Based on fieldwork, this thesis investigates emergency assistance to homeless people in France since the 1980s and outlines a political sociology of time which revolves around the concept of chronopolitics. This concept emerged out of interviews with homeless people and out of an ethnographical survey of the various sites where assistance is given. The observation of the circulation of agents and of the different levels of public intervention, as well as the exploration of administrative archives and of medical theses, suggest that considerations related to time are decisive for the definition and regulation of homelessness. The three sections of the thesis correspond to time-related frameworks in relation to the public problem of homelessness.

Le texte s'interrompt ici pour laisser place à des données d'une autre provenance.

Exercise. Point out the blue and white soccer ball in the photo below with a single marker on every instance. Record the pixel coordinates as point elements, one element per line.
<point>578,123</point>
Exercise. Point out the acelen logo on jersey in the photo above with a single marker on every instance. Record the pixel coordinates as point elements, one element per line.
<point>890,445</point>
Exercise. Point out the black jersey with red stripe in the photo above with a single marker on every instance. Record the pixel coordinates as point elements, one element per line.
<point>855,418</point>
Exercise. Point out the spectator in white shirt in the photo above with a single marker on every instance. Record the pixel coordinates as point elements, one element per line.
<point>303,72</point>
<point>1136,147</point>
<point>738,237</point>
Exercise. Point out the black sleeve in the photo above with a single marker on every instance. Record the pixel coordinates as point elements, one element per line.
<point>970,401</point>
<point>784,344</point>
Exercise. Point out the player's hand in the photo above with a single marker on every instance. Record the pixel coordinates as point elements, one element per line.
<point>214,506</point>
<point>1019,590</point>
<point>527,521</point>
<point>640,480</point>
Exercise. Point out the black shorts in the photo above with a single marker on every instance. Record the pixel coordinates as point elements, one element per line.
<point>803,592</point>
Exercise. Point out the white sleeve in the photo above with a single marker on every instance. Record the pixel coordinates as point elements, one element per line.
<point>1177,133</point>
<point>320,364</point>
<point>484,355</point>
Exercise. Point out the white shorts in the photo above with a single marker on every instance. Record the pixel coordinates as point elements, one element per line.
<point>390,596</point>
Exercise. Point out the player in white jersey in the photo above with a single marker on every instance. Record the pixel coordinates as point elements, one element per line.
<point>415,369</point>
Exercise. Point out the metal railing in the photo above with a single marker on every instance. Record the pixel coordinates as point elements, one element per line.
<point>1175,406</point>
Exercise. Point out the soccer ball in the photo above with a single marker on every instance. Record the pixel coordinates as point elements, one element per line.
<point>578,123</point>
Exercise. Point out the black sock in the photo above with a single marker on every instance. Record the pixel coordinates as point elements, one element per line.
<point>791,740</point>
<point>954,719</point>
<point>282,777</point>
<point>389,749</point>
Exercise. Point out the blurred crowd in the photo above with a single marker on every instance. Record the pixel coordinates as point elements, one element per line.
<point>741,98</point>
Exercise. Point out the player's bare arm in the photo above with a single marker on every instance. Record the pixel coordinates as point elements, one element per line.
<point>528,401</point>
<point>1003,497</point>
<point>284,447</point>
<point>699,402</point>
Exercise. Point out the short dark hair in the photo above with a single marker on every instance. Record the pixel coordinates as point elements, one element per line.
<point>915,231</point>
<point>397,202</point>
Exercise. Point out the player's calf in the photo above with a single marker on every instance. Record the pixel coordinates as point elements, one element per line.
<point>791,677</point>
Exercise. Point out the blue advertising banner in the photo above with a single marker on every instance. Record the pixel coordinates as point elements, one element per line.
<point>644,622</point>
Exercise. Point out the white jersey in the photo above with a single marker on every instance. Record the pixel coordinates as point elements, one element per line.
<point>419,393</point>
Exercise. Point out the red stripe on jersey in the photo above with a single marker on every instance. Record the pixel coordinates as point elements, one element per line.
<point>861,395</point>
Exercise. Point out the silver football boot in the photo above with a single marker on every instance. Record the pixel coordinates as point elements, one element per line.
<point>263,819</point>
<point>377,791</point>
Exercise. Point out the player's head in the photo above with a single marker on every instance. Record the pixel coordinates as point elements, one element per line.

The first section details the history and the various forms of reactiveness in social emergency practices, with the alternation between seasonal frenzy and regular watchfulness. The second section examines how the transition from the street to accommodation is organised, and uses to do so the principles and practices of distributive justice, while analysing the tensions associated with the defence and implementation of the principle of unconditional assistance. The third section focuses on the duration of stays in accommodation, which is very short in emergency cases, and studies the reactions it provokes among homeless people, the transformations it has undergone since 2007, and a series of consequences which the lengthening of stays has had on social intervention work. The end of the thesis does not strike a deeply pessimistic note, as a survey of “emergency” work may be expected to do, but rather offers reflections on the possibility of an unconditional right to inhabit.